'The Technocratic Model of Childbirth and a Study on the Machine Metaphor in Childbirth in Europe and North America' explores the history of the medicalisation of childbirth starting from 17th Century Cartesian mind-body dualism. Mind-body separation being the 'critical conceptual leap' that allowed the study of human anatomy through dissection and consequently, dissection as a tool for developing obstetrical knowledge about birth. The review explores the literature and imagery around this seismic cultural shift in birth at the advent of obstetrics (as an acceptable field of study for male physicians and surgeons) through the lavish obstetric atlases full of large-scale, colour engravings of the dissected female body; and considers the shift of birth from a social event wholly located within the domestic area to a hospital-based medical event supervised by medical practitioners. Through key texts by Robin Davis-Floyd, Emily Martin, Barbara Katz Rothman, Caroline Squire, Paula Treichler, Karen Newman and Evelyn Fox Keller, this review examines the biases, beliefs and core values of a medical system that profoundly shaped the dominant culture of childbirth in the West.
The core of this review focusses on the literature surrounding the origins of the language and terminology of childbirth and the use of the metaphor of the body as a machine within the context of birth. Imagery of the human body allied to a factory that manufactures human beings (Margaret Mead); an assembly-line production of goods (Robbie Davis-Floyd); and a woman's lower half like 'a birthing machine' (Alistair Hewison) or an 'untrustworthy machine' requiring the 'attention of a mechanic' (Ann Oakley) are part of a widely-documented arguments about the industrialization of hospital birth in the West. The review identifies influential critique of the medical model of birth as a culture of birth where women are alienated from their bodies during birth and from the active process of birth itself. As part of an exploration of texts that expand on the notion of the birthing body as an 'untrustworthy machine', I consider the work of Robbie Davis-Floyd who grounds the foundations of her argument in the Industrial Revolution when Western society sought to dominate and control nature.

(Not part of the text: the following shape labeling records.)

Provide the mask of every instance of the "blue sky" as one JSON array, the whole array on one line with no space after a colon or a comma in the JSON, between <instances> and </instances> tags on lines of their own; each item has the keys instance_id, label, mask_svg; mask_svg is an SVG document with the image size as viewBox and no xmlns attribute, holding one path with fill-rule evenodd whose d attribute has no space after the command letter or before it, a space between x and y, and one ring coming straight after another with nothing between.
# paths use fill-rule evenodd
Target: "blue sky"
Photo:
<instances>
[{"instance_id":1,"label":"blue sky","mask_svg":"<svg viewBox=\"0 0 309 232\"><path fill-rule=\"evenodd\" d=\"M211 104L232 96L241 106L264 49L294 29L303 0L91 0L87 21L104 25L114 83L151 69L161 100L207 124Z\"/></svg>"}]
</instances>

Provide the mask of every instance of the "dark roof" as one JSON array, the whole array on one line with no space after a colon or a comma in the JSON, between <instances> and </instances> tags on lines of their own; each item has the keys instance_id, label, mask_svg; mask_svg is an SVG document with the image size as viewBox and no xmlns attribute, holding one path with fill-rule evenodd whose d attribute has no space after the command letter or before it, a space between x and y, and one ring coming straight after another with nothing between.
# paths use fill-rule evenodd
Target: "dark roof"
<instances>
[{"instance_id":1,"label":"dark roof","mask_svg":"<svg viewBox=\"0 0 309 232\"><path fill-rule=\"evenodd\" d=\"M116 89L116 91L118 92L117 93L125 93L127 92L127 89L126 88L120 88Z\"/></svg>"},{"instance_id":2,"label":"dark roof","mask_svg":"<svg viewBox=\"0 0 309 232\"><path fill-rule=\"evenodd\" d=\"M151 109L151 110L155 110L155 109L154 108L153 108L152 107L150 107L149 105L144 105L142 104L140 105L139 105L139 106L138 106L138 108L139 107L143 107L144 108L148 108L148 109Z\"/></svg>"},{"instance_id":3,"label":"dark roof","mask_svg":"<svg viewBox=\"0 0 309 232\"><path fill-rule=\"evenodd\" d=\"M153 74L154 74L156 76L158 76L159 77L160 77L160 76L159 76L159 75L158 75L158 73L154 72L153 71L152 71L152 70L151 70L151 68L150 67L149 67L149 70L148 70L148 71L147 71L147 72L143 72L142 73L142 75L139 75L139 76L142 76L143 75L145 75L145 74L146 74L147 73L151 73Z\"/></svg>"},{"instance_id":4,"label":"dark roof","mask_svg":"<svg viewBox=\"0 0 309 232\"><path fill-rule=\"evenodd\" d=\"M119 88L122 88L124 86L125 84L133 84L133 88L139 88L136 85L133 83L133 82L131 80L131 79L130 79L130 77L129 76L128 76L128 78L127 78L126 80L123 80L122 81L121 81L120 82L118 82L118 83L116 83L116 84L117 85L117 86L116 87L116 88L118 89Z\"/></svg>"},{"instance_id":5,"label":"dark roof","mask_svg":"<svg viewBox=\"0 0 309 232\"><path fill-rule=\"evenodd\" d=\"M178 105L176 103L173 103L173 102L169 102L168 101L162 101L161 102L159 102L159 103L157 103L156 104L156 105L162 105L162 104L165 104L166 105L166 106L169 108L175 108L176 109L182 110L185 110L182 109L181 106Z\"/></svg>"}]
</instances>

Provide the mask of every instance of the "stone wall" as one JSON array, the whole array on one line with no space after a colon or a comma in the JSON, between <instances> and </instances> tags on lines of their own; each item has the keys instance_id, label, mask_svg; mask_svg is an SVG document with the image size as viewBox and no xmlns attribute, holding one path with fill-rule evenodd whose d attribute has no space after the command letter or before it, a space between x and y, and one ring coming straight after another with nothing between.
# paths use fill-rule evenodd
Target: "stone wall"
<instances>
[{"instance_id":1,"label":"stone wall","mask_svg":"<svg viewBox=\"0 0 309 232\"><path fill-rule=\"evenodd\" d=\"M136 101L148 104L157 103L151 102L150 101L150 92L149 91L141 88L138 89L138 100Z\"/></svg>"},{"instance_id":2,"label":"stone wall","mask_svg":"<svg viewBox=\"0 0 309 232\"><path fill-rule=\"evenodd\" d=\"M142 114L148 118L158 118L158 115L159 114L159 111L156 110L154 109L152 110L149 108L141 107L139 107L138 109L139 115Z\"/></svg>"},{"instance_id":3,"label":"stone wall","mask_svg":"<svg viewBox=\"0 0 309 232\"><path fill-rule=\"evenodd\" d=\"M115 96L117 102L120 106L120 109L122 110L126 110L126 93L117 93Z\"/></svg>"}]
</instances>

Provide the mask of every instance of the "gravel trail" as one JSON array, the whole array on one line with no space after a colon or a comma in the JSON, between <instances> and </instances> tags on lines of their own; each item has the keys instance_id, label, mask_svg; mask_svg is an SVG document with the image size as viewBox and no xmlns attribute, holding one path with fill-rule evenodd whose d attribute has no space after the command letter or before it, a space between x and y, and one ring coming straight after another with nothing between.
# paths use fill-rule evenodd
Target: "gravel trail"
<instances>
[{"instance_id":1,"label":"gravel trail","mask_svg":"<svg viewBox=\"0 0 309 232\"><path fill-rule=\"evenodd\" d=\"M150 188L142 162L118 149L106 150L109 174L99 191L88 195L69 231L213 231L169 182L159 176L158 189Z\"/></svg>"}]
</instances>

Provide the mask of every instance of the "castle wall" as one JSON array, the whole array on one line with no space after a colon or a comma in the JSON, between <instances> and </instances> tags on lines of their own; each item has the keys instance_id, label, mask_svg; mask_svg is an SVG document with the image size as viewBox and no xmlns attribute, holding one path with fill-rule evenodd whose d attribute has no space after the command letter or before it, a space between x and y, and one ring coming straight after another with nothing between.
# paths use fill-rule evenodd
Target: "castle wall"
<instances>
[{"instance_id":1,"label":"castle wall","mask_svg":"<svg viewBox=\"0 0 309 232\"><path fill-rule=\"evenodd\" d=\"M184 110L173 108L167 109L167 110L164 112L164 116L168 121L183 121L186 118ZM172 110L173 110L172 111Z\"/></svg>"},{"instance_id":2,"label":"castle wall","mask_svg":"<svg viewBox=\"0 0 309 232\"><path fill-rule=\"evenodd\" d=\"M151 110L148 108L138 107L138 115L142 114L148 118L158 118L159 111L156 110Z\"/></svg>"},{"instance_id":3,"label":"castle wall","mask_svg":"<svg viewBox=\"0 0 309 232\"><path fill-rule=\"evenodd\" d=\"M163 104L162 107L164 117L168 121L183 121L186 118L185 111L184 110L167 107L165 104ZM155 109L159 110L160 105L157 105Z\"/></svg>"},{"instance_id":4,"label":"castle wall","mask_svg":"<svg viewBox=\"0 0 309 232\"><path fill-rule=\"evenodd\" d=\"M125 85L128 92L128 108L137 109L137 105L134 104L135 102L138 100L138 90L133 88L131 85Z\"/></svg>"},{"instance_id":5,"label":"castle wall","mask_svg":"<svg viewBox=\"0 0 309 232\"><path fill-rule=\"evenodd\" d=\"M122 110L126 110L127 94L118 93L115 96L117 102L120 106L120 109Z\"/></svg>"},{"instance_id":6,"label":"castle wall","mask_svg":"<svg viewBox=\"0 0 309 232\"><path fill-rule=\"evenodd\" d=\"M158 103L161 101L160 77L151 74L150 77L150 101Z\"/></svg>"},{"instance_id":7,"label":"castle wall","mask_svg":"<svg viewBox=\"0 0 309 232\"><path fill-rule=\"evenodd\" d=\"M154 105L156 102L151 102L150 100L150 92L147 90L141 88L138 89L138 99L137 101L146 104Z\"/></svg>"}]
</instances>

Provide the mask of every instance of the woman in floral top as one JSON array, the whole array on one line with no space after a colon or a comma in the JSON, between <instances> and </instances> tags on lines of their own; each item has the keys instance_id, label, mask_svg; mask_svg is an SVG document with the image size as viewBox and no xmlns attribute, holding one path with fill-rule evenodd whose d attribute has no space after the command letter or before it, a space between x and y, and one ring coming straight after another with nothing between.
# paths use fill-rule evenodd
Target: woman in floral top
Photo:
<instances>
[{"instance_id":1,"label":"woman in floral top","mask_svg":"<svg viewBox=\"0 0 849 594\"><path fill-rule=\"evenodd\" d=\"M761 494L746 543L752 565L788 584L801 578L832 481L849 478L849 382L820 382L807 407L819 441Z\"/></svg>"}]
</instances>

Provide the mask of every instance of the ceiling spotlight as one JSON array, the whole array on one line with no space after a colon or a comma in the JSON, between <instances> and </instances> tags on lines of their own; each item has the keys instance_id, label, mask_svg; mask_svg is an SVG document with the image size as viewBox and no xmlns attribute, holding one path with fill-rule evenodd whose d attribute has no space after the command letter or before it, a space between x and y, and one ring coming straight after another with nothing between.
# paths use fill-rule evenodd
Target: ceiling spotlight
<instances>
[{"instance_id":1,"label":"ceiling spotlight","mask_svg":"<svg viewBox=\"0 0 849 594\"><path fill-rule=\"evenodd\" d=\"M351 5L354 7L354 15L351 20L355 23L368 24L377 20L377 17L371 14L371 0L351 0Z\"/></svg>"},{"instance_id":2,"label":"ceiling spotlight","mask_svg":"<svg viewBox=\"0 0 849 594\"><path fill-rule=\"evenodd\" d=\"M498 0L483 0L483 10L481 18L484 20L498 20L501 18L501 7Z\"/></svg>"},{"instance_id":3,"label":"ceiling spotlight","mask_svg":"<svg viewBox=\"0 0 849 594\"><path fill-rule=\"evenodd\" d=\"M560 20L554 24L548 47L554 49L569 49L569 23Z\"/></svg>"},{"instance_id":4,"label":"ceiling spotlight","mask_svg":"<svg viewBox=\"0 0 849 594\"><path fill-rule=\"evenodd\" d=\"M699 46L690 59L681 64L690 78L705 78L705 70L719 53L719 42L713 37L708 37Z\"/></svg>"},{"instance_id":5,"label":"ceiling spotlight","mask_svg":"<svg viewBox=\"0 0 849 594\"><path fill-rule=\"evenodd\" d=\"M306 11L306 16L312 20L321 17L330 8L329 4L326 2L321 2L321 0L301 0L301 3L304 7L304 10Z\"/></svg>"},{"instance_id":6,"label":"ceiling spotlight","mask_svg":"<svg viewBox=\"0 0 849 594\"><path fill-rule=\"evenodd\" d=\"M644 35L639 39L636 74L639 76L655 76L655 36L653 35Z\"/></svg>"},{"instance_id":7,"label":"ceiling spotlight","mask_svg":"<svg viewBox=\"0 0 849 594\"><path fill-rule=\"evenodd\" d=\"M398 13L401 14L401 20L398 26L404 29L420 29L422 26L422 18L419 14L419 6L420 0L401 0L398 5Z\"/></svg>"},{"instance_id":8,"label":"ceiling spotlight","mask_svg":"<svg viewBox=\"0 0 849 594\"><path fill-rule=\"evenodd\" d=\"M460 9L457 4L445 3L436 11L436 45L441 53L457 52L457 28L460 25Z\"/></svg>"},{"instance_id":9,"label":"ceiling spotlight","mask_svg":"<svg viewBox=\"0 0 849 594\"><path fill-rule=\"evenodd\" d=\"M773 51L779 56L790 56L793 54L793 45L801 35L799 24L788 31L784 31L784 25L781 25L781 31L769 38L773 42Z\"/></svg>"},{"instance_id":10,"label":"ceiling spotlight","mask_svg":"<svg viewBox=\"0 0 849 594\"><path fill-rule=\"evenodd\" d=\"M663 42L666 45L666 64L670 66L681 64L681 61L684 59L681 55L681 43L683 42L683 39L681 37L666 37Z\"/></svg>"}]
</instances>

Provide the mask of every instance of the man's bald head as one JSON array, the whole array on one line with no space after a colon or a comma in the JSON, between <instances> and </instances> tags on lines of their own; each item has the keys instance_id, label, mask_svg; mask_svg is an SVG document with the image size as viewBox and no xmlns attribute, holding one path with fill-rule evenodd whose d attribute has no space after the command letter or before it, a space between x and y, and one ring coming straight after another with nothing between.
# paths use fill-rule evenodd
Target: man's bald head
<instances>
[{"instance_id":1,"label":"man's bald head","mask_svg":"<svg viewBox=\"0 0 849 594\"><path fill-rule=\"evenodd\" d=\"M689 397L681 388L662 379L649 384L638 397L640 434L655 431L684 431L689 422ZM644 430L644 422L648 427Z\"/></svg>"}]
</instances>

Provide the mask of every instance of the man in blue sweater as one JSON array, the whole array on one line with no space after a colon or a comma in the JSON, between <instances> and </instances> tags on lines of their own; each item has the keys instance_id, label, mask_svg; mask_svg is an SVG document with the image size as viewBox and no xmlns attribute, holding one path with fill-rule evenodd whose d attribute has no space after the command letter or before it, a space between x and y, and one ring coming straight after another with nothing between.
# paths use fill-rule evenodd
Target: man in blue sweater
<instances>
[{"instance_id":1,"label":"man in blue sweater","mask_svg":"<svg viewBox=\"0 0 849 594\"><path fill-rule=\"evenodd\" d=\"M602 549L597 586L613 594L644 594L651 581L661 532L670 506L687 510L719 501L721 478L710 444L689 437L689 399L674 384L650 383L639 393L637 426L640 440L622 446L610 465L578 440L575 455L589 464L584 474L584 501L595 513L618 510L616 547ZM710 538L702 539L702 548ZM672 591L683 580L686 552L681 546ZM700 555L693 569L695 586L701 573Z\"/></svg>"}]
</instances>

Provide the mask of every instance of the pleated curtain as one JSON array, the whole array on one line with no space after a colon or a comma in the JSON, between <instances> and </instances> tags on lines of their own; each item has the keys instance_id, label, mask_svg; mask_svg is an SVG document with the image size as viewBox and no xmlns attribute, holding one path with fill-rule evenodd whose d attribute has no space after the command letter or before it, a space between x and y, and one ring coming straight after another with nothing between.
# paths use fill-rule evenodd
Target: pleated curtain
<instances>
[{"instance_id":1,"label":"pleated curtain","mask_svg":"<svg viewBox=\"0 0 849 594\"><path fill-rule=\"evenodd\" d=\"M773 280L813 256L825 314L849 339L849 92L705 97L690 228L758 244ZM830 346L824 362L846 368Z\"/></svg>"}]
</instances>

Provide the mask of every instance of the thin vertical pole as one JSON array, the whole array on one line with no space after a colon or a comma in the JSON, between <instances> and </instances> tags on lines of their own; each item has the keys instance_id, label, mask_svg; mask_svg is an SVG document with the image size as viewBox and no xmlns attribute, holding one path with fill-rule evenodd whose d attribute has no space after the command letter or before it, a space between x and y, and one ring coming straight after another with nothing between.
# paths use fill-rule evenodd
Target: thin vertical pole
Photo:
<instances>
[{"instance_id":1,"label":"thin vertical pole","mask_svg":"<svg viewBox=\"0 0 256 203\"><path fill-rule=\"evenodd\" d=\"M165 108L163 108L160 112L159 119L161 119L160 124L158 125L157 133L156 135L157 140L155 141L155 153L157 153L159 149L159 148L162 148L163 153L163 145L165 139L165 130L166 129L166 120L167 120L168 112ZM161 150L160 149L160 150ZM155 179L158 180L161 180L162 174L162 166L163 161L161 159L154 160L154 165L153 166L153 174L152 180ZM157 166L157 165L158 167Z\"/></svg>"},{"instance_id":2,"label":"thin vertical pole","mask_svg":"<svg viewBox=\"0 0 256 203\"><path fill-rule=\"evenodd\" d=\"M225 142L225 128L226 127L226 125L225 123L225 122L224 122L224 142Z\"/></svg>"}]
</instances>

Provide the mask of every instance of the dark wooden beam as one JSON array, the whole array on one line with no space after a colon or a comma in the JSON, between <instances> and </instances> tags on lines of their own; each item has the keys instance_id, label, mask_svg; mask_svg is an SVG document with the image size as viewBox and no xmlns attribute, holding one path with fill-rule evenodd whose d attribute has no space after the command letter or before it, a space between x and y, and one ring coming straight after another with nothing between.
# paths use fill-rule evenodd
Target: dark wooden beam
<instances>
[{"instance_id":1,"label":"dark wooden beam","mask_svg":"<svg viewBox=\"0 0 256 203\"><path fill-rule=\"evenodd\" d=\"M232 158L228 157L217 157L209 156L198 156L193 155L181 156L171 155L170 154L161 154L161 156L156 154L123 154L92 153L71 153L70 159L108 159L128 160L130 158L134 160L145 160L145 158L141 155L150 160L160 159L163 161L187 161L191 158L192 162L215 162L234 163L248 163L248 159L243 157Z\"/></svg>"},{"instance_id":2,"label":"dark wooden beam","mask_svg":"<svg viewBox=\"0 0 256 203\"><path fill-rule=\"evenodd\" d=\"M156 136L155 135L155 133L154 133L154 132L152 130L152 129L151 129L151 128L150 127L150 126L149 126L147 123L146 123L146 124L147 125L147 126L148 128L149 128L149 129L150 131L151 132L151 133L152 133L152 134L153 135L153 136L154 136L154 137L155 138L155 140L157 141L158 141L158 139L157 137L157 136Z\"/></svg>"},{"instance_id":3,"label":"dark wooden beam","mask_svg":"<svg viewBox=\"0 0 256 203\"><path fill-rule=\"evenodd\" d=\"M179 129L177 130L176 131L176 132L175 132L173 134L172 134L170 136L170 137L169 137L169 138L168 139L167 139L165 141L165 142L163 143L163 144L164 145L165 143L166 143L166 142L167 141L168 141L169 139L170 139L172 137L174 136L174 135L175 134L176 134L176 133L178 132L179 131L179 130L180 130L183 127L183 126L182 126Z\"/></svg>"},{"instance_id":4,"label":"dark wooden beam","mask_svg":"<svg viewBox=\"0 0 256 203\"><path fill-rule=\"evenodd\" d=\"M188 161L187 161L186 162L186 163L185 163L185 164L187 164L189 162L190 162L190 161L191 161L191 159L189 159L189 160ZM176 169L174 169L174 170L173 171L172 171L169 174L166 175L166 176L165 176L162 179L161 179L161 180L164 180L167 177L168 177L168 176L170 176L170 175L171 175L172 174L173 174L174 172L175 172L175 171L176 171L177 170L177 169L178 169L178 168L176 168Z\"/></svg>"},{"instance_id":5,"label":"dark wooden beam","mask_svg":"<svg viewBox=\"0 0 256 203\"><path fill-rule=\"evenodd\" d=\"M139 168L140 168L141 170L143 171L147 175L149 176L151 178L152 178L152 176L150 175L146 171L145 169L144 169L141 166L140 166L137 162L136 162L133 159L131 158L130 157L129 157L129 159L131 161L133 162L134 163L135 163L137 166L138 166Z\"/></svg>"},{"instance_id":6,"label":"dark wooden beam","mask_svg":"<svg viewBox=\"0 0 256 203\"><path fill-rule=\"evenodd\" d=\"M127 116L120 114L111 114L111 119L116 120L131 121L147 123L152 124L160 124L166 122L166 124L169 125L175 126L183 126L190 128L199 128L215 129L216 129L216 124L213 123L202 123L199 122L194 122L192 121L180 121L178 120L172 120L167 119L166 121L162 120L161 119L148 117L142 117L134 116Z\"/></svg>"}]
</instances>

Questioning the rejection of the medical model was also part of this review. Through the analysis of contemporary texts, most notably the work of Laura Purdy, Rebecca Kukla and Candace Johnson, I collect contemporary arguments, theories and questions around the rejection of the medical model.
Finally, I survey the literature around multiple meanings of 'control' within the technocratic model of birth: control during childbirth as referring to remaining in charge of personal behaviour and emotions (Davis-Floyd); the notion that 'losing control' during childbirth may be a product of an internalized sense of control rather than an institutional one (Karin Martin); social relationships of power and dominance in issues of choice, control and class for women in childbirth i.e. the culture of medicine as a powerful ideology, capable of controlling gestation and labour, rather than technologies themselves as the problem (Ellen Lazarus); the writing of birth plans by women in order to reclaim some control of their birth while remaining in hospital (Hensley Owens demonstrates the role of the internet in 'distributing feminist rhetorical agency'); and the questioning of an assumption that women desire (or should desire) control over the process of labour and delivery in hospital birth (Fox and Warts identify a tendency in the critique of the medicalization of childbirth to "overlook the agency of women who accept medical management of their births"…for some women, feeling 'in control' may mean birthing in a hospital surrounded by the latest technology). How the notion of 'control' is felt by women during their birth is fundamentally as important as what 'control' means in discourses around childbirth.